The dystrophin gene is one of the largest known human genes. It contains 79 exons and its total size is around 2.4 million base pairs, approximately one-thousandth of the entire genome sequence. Therefore, testing for mutations is particularly complex. Roughly 60% of patients with DMD have large deletions of one or more exons, 35% have small or point mutations, and 5% have large duplications or chromosomal rearrangements. Most large deletions are detected by RFLP analysis. Because most deletions tend to occur in the same exons, called hot spots, PCR amplification and sequencing of limited numbers of exons is a suitable efficient technique and is able to detect almost all large deletions. The most difficult task is detection of small mutations, which have to be detected by sequencing of multiple exons. Denaturing techniques (single-strand conformation polymorphism, DGGE) detect 90% to 100% of mutations, though they will also detect other sequence variations not considered mutants, and require further analyses, usually sequencing, to determine whether the variation is a benign polymorphism or mutation. Protein methods and muscle immunohistochemistry with antibodies directed against dystrophin may show absence of muscle dystrophin in DMD males and mosaic patterns in female carriers; however, genetic testing is more accurate.

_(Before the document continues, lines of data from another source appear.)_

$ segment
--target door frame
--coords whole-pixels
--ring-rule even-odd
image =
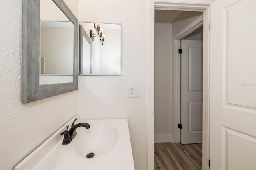
[[[166,2],[167,1],[167,2]],[[168,2],[169,1],[169,2]],[[151,0],[149,3],[149,15],[148,18],[149,28],[149,59],[148,59],[148,170],[154,170],[154,10],[176,10],[190,11],[201,11],[203,12],[204,38],[203,38],[203,160],[202,167],[204,170],[209,170],[208,161],[210,157],[210,39],[209,25],[210,23],[210,4],[213,0],[194,0],[192,4],[190,0],[168,0],[163,2],[159,0]],[[178,41],[178,40],[176,40]],[[175,45],[176,49],[178,49],[177,42],[175,42],[173,45]],[[174,49],[173,51],[174,51]],[[173,63],[175,66],[180,66],[179,57],[173,57]],[[175,59],[174,59],[175,58]],[[176,69],[178,69],[176,68]],[[175,89],[180,89],[179,78],[180,78],[180,70],[176,72],[178,75],[173,75],[173,80],[176,83],[173,84]],[[177,79],[178,78],[178,79]],[[179,86],[178,86],[179,85]],[[175,87],[174,87],[175,86]],[[173,97],[179,99],[180,93],[178,92],[173,92]],[[176,100],[180,101],[179,100]],[[173,100],[173,102],[174,101]],[[178,102],[173,103],[173,107],[179,110],[179,106]],[[177,115],[176,114],[175,115]],[[177,117],[173,117],[177,120]],[[178,127],[172,129],[177,129]],[[173,133],[172,132],[172,133]],[[175,140],[178,139],[177,133],[172,134]],[[174,137],[174,136],[175,136]]]

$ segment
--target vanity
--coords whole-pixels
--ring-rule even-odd
[[[79,22],[63,0],[23,0],[22,103],[77,90],[78,74],[120,76],[121,26]],[[14,169],[133,170],[127,120],[76,115]]]
[[[71,143],[63,145],[63,135],[60,134],[66,130],[66,126],[71,127],[76,119],[76,124],[86,123],[90,127],[78,127]],[[88,154],[92,153],[94,156]],[[80,120],[76,115],[14,170],[134,170],[127,120]]]

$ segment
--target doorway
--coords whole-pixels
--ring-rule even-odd
[[[203,131],[203,141],[204,144],[203,145],[203,168],[204,169],[208,169],[208,159],[209,158],[209,150],[208,150],[208,131],[209,131],[209,125],[208,125],[208,117],[209,117],[209,113],[208,113],[208,97],[209,97],[209,32],[207,30],[209,29],[208,23],[209,23],[209,4],[175,4],[171,3],[164,3],[160,2],[156,2],[155,1],[154,3],[152,3],[152,6],[154,6],[154,8],[152,8],[152,12],[153,12],[154,10],[153,9],[160,9],[160,10],[184,10],[186,11],[202,11],[204,13],[204,21],[203,25],[205,27],[204,27],[204,75],[203,75],[203,80],[204,83],[203,84],[203,127],[204,130]],[[150,36],[151,37],[151,47],[152,47],[154,49],[154,44],[153,41],[152,40],[154,40],[154,33],[152,30],[154,30],[154,28],[153,25],[153,22],[152,21],[154,21],[154,15],[151,15],[151,23],[150,24],[151,27],[151,33]],[[208,26],[207,26],[208,25]],[[152,38],[153,37],[153,38]],[[174,47],[173,49],[178,49],[180,47],[180,44],[179,44],[179,40],[174,39],[172,41],[172,46]],[[152,72],[151,71],[154,71],[154,69],[152,69],[150,68],[152,68],[152,66],[154,66],[154,49],[151,51],[151,54],[150,54],[150,61],[149,63],[149,68],[150,68],[150,76],[149,76],[149,101],[150,105],[149,106],[149,148],[148,148],[148,169],[152,170],[154,168],[154,148],[153,143],[154,143],[154,133],[152,133],[154,131],[154,126],[152,125],[154,125],[154,117],[152,117],[151,115],[151,113],[152,113],[153,115],[153,108],[154,108],[154,102],[152,101],[152,99],[154,99],[154,90],[152,89],[152,87],[154,87],[154,86],[152,85],[152,84],[154,83],[154,72]],[[175,63],[178,63],[179,64],[179,62],[180,62],[178,60],[178,58],[176,57],[177,57],[177,55],[174,54],[173,55],[174,60],[173,61],[173,65],[175,66]],[[178,67],[173,68],[173,70],[178,69]],[[154,67],[153,67],[154,68]],[[178,71],[177,72],[179,73]],[[175,76],[173,77],[173,79],[177,80],[178,79],[178,76]],[[176,89],[179,89],[179,86],[177,86],[178,84],[178,81],[176,81],[176,82],[174,83],[173,82],[173,88],[176,88]],[[178,95],[179,90],[173,91],[173,92],[172,96],[174,98],[178,98]],[[153,93],[152,93],[153,92]],[[172,107],[176,110],[178,110],[179,106],[178,104],[175,103],[175,102],[172,102]],[[172,117],[172,121],[174,120],[178,120],[178,116],[177,115],[173,115]],[[176,121],[178,122],[178,121]],[[174,130],[174,129],[172,127],[174,126],[176,127],[178,126],[178,125],[176,125],[175,123],[172,123],[172,138],[173,141],[174,140],[177,141],[178,141],[180,139],[180,134],[178,133],[178,131]]]
[[[155,12],[154,168],[175,169],[180,165],[187,164],[197,167],[196,169],[202,169],[202,143],[182,145],[172,143],[172,74],[176,73],[172,72],[172,39],[174,37],[172,33],[177,33],[176,30],[183,30],[190,24],[197,24],[196,22],[202,25],[202,12],[158,10]],[[163,16],[164,18],[162,18]],[[170,20],[172,17],[172,21]],[[199,28],[188,35],[183,34],[184,37],[180,41],[183,52],[180,53],[182,78],[180,116],[183,117],[180,123],[183,128],[180,129],[182,135],[178,142],[182,144],[202,143],[202,140],[203,27],[199,26]],[[190,90],[186,90],[189,87]],[[198,154],[194,154],[194,150]],[[189,154],[184,154],[184,152]],[[170,162],[166,158],[167,153],[171,160],[175,161]],[[161,161],[164,159],[164,162]]]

Limb girdle muscular dystrophies
Clinically characterized by predominant involvement of proximal arm and leg muscles, with type I being autosomal dominant and type II autosomal recessive, usually the LGMD phenotypes are not distinctive enough to allow for the use of DNA diagnostic testing as a first step. However, particular mutations may present with distinctive features, such as with dysferlin (very high serum creatine kinase [CK]; prominent calf atrophy and weakness), caveolin-3 (coexisting rippling muscle disease), lamin A/C (early elbow flexion and ankle plantar flexion contractures, cardiac conduction defects), and calpain-3 (prominent scapular winging, weakness of shoulder adduction and elbow flexion, contractures, and severe posterior thigh involvement). At present, the molecular diagnosis of most LGMDs is based on protein analysis from muscle biopsies with immunohistochemistry or Western blot, sometimes followed up with DNA testing. However, immunohistochemistry results must be interpreted cautiously, as a genetically based reduction in one sarcolemmal protein may result in secondary reduction in several other proteins and therefore confound interpretation. For patients with a family history suggesting an autosomal-dominant limb girdle myopathy, lamin A/C mutations in blood specimens should be sought prior to muscle biopsy. By contrast, patients with a family history suggestive of autosomal-recessive inheritance might have sequential blood genetic testing for dysferlin (by Western blot), calpain-3, and fukutin-related protein, and only undergo muscle biopsy if these are negative ( Table 2 ).